Many years ago my son, John, introduced me to the cartoon series Pinky & The Brain. A question that the Brain would ask Pinky each episode was the title of this THOUGHT to which Pinky would answer with an inane response, something that no one would ever be pondering. For example, “Are you pondering what I’m pondering? I think so Brain, but who would want to pierce a brosnan?” It seems that in this day and age too many people are either not pondering anything, or they are pondering the things that went through Pinky’s mind, but all too few are pondering the things that really affect life.

Psalm 1:1-2 states, “Blessed is the man that walketh not in the counsel of the ungodly, nor standeth in the way of sinners, nor sitteth in the seat of the scornful. But his delight is in the law of the LORD; and in his law doth he meditate day and night.” Notice the verbs in this verse that describe the actions of the unblessed: he walks, he stands, he sits- verbs with an order of decreasing motion. The unblessed man walks through life having accepted the counsel of the ungodly as true, but without pondering it at all. The person who stands in the way of sinners may have given some thought to what is true, but has taken a stand with those who oppose biblical revelation. Only worse is the person who is entrenched (sits) in the philosophy of life of those who despise God’s Word. These are the ones that have given much pondering to why a person would want to pierce a brosnan. All their contemplations, no matter how exhaustive they may be, cannot improve the quality of life one iota.

In contrast, the person who meditates upon God’s Word is blessed of God. Unlike other forms of meditation where a person empties their mind of everything and then waits on something new to come to them, biblical meditation is accomplished by filling one’s mind with the Word of God and then analyzing it, collating it, and most importantly, applying it to one’s activities in life. This is not something that can be accomplished in just a moment or two, but something that requires a continual process throughout the day and night.

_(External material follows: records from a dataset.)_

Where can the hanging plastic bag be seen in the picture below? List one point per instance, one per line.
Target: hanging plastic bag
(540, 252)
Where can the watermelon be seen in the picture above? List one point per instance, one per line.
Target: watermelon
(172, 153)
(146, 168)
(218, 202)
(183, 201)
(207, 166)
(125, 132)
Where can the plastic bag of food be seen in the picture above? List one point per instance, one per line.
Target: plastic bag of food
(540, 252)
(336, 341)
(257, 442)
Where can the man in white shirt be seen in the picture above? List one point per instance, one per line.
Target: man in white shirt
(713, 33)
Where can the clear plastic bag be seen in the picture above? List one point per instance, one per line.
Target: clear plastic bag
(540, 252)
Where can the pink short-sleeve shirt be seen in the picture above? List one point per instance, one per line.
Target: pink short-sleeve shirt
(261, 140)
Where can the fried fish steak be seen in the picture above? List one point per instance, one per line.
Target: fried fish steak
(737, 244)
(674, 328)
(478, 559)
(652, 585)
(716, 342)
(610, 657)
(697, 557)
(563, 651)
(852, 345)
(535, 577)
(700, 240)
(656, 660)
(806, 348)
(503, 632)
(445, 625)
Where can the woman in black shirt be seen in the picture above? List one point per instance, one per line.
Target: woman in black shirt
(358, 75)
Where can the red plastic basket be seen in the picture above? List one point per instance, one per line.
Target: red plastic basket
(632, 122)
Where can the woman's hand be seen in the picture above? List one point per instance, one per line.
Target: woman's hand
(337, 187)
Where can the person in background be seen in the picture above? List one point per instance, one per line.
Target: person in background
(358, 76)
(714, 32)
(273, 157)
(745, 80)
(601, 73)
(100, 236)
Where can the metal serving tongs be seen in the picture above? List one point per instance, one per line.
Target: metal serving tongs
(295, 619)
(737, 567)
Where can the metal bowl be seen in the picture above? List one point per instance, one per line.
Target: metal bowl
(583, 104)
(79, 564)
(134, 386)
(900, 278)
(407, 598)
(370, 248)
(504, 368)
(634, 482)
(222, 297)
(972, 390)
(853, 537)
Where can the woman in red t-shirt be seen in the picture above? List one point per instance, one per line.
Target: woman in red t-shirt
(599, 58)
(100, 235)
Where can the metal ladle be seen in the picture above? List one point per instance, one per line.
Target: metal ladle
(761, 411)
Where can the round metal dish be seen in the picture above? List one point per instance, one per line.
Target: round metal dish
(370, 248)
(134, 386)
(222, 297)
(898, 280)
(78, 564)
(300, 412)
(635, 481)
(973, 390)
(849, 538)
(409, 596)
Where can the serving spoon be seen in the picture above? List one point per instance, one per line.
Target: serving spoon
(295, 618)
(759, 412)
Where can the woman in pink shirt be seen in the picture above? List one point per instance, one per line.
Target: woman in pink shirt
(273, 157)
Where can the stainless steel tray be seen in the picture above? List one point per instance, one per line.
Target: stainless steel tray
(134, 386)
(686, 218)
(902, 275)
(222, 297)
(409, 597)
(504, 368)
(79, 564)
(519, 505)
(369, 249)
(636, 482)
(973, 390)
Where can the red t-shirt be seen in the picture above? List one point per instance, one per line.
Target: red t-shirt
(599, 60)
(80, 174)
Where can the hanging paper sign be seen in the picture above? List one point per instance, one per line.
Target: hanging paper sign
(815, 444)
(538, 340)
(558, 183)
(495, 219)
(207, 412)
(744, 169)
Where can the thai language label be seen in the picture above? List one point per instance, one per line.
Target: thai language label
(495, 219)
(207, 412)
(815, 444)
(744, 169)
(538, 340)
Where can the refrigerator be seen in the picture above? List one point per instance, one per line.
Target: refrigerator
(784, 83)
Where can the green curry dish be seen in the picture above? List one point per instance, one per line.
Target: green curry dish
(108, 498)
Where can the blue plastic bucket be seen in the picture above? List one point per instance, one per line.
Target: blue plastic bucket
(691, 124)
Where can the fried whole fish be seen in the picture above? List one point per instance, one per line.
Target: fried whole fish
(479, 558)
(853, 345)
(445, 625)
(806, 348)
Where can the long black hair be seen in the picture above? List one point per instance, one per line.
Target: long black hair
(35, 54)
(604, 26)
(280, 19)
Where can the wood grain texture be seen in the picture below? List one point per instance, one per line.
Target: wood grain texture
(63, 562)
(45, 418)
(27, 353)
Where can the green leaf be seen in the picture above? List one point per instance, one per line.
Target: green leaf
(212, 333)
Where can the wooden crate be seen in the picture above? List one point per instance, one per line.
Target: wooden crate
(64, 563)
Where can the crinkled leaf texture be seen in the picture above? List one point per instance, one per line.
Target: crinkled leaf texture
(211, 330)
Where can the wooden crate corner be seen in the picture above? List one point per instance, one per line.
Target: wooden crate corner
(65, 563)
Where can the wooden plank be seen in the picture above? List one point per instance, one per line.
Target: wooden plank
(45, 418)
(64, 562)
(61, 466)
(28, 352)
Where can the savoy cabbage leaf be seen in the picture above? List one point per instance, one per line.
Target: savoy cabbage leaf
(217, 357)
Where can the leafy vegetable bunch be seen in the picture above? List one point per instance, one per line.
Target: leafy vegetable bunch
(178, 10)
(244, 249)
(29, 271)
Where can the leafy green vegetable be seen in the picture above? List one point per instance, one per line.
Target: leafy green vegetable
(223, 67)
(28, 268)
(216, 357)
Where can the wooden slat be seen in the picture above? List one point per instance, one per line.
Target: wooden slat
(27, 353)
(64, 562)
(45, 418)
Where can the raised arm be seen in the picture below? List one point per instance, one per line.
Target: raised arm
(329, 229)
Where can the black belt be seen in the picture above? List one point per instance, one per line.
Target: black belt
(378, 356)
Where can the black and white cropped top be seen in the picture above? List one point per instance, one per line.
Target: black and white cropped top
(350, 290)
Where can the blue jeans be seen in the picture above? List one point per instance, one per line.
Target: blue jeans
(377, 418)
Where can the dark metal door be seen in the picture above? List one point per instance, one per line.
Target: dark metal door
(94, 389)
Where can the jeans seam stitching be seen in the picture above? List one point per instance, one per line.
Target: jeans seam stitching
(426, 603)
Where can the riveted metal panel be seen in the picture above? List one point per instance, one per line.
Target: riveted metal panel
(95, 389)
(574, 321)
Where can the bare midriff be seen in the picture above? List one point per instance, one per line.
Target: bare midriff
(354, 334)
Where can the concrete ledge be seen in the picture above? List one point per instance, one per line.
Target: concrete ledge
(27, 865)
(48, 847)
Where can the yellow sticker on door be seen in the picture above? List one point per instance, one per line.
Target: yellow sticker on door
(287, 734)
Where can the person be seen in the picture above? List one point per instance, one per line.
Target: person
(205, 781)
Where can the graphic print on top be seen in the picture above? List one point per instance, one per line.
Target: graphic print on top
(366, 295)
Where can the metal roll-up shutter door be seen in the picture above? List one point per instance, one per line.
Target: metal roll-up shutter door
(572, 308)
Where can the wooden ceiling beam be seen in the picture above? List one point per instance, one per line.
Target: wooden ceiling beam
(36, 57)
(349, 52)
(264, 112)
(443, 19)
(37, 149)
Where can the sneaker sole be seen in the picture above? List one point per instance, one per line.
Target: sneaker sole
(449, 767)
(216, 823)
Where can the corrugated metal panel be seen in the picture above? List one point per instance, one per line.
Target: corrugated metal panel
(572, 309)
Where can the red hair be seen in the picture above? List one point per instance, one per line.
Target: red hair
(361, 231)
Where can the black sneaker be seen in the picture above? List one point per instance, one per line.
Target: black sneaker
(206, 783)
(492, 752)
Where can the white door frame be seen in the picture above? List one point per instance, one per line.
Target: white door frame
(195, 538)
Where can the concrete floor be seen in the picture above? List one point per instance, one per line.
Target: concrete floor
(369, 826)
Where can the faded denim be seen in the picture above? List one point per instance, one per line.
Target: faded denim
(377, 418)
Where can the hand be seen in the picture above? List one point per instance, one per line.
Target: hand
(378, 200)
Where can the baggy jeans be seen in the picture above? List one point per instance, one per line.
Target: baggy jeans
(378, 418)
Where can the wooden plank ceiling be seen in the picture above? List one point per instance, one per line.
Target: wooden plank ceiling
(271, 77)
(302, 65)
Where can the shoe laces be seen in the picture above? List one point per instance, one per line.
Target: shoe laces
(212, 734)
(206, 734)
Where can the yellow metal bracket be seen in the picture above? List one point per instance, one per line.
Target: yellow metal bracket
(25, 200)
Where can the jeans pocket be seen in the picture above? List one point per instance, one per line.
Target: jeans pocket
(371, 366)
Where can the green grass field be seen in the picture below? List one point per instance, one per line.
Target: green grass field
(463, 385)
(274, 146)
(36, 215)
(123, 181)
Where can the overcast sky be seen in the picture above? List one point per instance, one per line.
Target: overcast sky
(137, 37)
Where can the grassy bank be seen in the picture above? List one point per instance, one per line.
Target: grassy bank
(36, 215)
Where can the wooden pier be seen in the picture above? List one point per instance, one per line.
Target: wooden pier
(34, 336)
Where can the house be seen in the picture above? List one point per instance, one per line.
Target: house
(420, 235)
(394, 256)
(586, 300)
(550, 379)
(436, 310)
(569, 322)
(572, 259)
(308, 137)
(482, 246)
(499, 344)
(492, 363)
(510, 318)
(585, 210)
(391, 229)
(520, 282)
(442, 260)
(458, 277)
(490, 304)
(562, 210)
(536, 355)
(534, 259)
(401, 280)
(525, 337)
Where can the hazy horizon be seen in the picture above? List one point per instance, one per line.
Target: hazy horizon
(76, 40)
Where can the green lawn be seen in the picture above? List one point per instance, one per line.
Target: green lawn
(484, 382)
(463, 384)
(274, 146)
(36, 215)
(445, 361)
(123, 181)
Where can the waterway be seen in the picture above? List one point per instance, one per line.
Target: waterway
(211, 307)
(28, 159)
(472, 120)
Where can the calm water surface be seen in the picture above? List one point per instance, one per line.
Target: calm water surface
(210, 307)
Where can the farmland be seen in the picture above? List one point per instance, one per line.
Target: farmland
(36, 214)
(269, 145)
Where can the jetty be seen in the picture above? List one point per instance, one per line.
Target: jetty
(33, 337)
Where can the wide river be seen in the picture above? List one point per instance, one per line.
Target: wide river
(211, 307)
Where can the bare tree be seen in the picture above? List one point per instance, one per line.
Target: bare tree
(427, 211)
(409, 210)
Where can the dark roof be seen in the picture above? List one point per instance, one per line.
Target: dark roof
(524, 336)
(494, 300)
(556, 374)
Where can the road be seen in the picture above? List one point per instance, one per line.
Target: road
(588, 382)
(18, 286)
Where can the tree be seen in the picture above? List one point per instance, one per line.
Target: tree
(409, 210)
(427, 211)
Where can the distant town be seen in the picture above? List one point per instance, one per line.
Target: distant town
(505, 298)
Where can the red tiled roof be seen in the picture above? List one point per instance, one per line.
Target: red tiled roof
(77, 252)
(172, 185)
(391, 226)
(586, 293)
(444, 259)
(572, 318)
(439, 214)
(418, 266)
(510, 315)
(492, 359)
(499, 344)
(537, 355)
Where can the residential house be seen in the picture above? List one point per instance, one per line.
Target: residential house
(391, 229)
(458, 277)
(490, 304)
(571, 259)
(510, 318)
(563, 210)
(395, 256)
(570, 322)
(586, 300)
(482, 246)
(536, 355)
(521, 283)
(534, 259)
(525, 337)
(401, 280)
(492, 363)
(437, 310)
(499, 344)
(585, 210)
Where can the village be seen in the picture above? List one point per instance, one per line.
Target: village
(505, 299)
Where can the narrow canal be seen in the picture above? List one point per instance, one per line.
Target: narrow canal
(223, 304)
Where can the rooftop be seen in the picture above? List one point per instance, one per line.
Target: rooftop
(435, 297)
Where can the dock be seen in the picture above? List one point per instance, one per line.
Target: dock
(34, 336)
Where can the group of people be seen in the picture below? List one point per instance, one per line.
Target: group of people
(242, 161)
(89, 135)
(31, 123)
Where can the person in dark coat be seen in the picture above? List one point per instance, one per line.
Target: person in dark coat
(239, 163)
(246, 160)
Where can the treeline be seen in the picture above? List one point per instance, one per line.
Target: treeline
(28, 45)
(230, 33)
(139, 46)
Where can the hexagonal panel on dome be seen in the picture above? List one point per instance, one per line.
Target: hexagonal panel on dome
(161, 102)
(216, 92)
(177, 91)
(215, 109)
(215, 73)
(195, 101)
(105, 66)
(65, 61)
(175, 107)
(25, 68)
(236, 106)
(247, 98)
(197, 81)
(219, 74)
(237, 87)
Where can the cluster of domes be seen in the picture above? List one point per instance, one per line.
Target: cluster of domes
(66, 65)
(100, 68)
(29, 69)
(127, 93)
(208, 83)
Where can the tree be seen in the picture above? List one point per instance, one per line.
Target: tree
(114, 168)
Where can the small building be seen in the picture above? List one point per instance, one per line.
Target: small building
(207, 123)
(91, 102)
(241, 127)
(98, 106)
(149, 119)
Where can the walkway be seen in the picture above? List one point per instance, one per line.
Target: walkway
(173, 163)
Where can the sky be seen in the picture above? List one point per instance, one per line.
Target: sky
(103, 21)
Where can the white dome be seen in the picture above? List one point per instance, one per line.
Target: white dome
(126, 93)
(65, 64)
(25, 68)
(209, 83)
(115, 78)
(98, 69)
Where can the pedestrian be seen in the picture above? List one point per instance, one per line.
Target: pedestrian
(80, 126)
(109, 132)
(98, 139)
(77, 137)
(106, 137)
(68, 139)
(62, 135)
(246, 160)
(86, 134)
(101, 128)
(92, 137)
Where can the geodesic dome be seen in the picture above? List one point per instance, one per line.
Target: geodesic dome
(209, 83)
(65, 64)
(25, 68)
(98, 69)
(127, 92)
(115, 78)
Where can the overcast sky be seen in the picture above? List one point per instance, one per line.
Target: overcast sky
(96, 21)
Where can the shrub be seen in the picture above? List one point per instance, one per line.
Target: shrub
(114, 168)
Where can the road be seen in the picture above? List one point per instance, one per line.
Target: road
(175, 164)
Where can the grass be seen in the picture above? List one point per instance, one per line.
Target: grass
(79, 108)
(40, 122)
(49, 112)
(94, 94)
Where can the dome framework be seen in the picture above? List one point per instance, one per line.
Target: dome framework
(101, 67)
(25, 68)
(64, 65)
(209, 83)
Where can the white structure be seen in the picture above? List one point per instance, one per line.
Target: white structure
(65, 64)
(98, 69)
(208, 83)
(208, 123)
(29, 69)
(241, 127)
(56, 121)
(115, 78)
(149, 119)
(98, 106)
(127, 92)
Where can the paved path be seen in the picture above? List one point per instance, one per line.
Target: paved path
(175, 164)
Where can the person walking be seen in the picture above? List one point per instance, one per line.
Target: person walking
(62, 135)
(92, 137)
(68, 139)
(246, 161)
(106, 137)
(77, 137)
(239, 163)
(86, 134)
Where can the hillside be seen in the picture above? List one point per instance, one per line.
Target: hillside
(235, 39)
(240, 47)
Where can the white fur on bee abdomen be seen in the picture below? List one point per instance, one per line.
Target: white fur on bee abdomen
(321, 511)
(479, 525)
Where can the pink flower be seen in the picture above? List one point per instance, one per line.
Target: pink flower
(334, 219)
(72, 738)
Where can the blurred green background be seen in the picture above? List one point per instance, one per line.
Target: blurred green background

The blessed person though simply is not a meditative person, but a person who meditates in “the law of the Lord.” When “the law” is used in Scripture it can refer to the law that God gave to Moses on Mount Sinai, but usually this is designated by the term, “law of Moses.” The “law of the Lord” when used in a general sense refers to anything that God has said concerning life. The word “law” is used to emphasize that what is revealed is absolute, something that cannot be broken without consequence. One of the shortcomings of accepting an evolutionary explanation of the origins of man is that all that has happened has occurred by chance. Evolution does not allow for a lawgiver. But God created life and therefore, He alone, can state with absolute certainty how it is to be lived. 

The benefits of pondering the law of the Lord are stated in the third verse of Psalm 1- “And he shall be like a tree planted by the rivers of water, that bringeth forth his fruit in his season; his leaf also shall not wither; and whatsoever he doeth shall prosper.” Notice a couple of thoughts concerning this promise. First, there is a certainty of productivity because the tree is planted by not just a river, but rivers of water. In life, a singular source of nourishment may dry up, but the blessed person has multiple sources of nourishment. Next, while there is a guarantee of productivity, it is not necessarily immediate, but “in his season.” Third, blessedness does not remove trials but gives the resources to overcome them. The sun that may scorch the earth and cause the leaf to whither cannot exhaust the resources of the blessed person. Finally, what the blessed person does prospers. Unlike the prosperity preachers today who advocate that the believer should prosper, the blessed person prospers others. 

Now, in order for me to be productive today, I need to go and ponder the Word of God. Are you pondering what I’m pondering?